Alvaro Bautista ha terminato con il quarto tempo la prima delle due giornate di
test Superbike a Misano Adriatico. Il tre volte campione del mondo ha accusato un ritardo di ben 802 millesimi rispetto al leader Toprak Razgatlioglu, particolarmente in palla con la sua BMW M 1000 RR. Per il team Aruba Ducati ha girato solo lo spagnolo, Nicolò Bulega lo farà solamente domani nell'ultima giornata.

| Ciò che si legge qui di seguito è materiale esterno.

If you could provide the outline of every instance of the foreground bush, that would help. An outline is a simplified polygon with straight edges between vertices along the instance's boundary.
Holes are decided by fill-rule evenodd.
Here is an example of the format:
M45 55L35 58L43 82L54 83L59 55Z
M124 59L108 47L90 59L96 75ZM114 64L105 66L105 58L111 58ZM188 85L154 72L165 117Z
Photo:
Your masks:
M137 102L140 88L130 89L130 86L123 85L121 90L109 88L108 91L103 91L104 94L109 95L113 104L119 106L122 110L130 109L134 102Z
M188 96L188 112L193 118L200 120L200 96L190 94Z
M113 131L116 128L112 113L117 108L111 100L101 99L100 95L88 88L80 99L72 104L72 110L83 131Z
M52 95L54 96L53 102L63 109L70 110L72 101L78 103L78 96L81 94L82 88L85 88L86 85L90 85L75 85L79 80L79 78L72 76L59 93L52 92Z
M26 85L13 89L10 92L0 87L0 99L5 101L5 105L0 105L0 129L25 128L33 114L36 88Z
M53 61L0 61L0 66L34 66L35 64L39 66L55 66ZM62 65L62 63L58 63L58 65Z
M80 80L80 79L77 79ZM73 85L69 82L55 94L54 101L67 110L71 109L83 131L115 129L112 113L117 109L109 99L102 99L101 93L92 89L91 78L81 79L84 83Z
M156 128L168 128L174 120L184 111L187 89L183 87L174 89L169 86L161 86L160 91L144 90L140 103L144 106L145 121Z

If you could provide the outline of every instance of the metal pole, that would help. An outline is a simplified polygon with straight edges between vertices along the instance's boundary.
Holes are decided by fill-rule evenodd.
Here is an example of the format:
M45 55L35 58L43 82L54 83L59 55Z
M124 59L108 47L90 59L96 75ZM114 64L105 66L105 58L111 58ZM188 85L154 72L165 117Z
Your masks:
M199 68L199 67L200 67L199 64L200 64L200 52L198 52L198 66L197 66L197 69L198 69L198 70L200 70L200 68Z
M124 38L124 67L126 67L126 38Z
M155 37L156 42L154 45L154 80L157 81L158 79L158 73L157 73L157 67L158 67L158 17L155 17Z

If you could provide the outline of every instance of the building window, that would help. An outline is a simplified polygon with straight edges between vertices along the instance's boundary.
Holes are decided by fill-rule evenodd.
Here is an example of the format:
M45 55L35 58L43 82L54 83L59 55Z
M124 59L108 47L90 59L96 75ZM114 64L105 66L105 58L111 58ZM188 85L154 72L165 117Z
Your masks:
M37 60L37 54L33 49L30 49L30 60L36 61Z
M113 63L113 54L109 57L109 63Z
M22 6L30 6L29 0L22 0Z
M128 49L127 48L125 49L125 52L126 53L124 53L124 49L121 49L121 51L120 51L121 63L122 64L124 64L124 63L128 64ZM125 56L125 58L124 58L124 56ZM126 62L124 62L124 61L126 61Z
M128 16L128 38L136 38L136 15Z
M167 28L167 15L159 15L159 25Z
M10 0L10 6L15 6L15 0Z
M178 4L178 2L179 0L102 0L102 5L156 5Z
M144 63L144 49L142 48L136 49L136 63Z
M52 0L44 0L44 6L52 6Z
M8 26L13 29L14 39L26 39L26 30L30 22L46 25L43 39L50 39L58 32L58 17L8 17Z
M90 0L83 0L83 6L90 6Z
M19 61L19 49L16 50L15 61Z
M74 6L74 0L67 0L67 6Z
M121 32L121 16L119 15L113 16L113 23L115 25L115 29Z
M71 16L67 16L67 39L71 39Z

Superbike, test Misano: il bilancio di Bautista
Bautista ha commentato il suo day 1 a Misano Adriatico mostrandosi abbastanza contento. Ecco la sua analisi: "Sono soddisfatto del lavoro che abbiamo fatto. Abbiamo svolto due importanti test oggi. Uno al mattino riguardante la mia posizione sulla moto, abbiamo trovato qualcosa di buono che mi può aiutare. Dobbiamo stare attenti, perché su questa pista c'è tanto grip e quindi dovremo vedere se funzionerà anche altrove. Intanto dovrebbe andare bene per il prossimo round, che sarà qui a Misano.
Nella sessione mattutina test sulla posizione di guida, in quella successiva altro test fondamentale: "Nel pomeriggio - spiega Alvaro - abbiamo provato un grande cambiamento nel setup della moto. Non è facile capire se ogni cambiamento sia un vantaggio o se dobbiamo lavorarci. Sostanzialmente, abbiamo fatto un'uscita con questo setup e poi ha piovuto. Però abbiamo preso dei dati per domani, è stato positivo aver fatto questi due test. Sono soddisfatto".
Il pilota del team Aruba Ducati ha spiegato quale fosse l'obiettivo da raggiungere cambiando la sua posizione sulla Panigale V4 R: "Cercavamo di far curvare la moto meglio. Questo è l'aspetto sul quale sto faticando maggiormente da inizio stagione. Il cambiamento non è grande, ma abbiamo trovato qualcosa che va in quella direzione".
Ducati SBK, Alvaro sempre a caccia di Bulega e Razgatlioglu
Il lavoro di oggi non era focalizzato sul time attack, quindi gli 8 decimi incassati rispetto a Razgatlioglu non rappresentano il gap reale. Bautista aveva altri aspetti sui quali concentrarsi: "Abbiamo usato le gomme vecchie, non quelle di nuova generazione. Abbiamo messo solo la nuova SCX al posteriore nel pomeriggio e mi sono sentito molto meglio, però poi ha iniziato a piovere. Sono soddisfatto, anche se non ho cercato di fare il tempo sul giro mi è venuto un crono senza tanto sforzo. Sono contento".
Il due volte campione del mondo Superbike ha confermato che nel 2025 si sente meglio alla guida della sua Ducati Panigale V4 R, però non è sufficiente per lottare con Bulega e Toprak: "Il mio feeling è migliorato tanto rispetto al 2024. Lo scorso anno abbiamo capito che avremmo dovuto usare una nuova moto, perché quella che guidavo prima della regola sul peso minimo non funzionava più. Abbiamo dovuto trovare una nuova strada, ho iniziato il 2025 con questa mentalità e sicuramente in ogni gara sono stato più veloce che mai. Però ho un grande gap rispetto a Bulega e Razgatlioglu, stiamo cercando di migliorare. Questo test è veramente importante. Stasera analizzeremo i dati e domani cercheremo di seguire la direzione presa, se troveremo qualcosa in più per chiudere il gap".
Il prossimo round sarà a Misano (13-15 giugno) e lo spagnolo vuole essere competitivo, anche perché sta cercando di convincere la casa di Borgo Panigale a rinnovargli il contratto.
Lui ha già detto sì, ora tocca alla controparte prendere una decisione.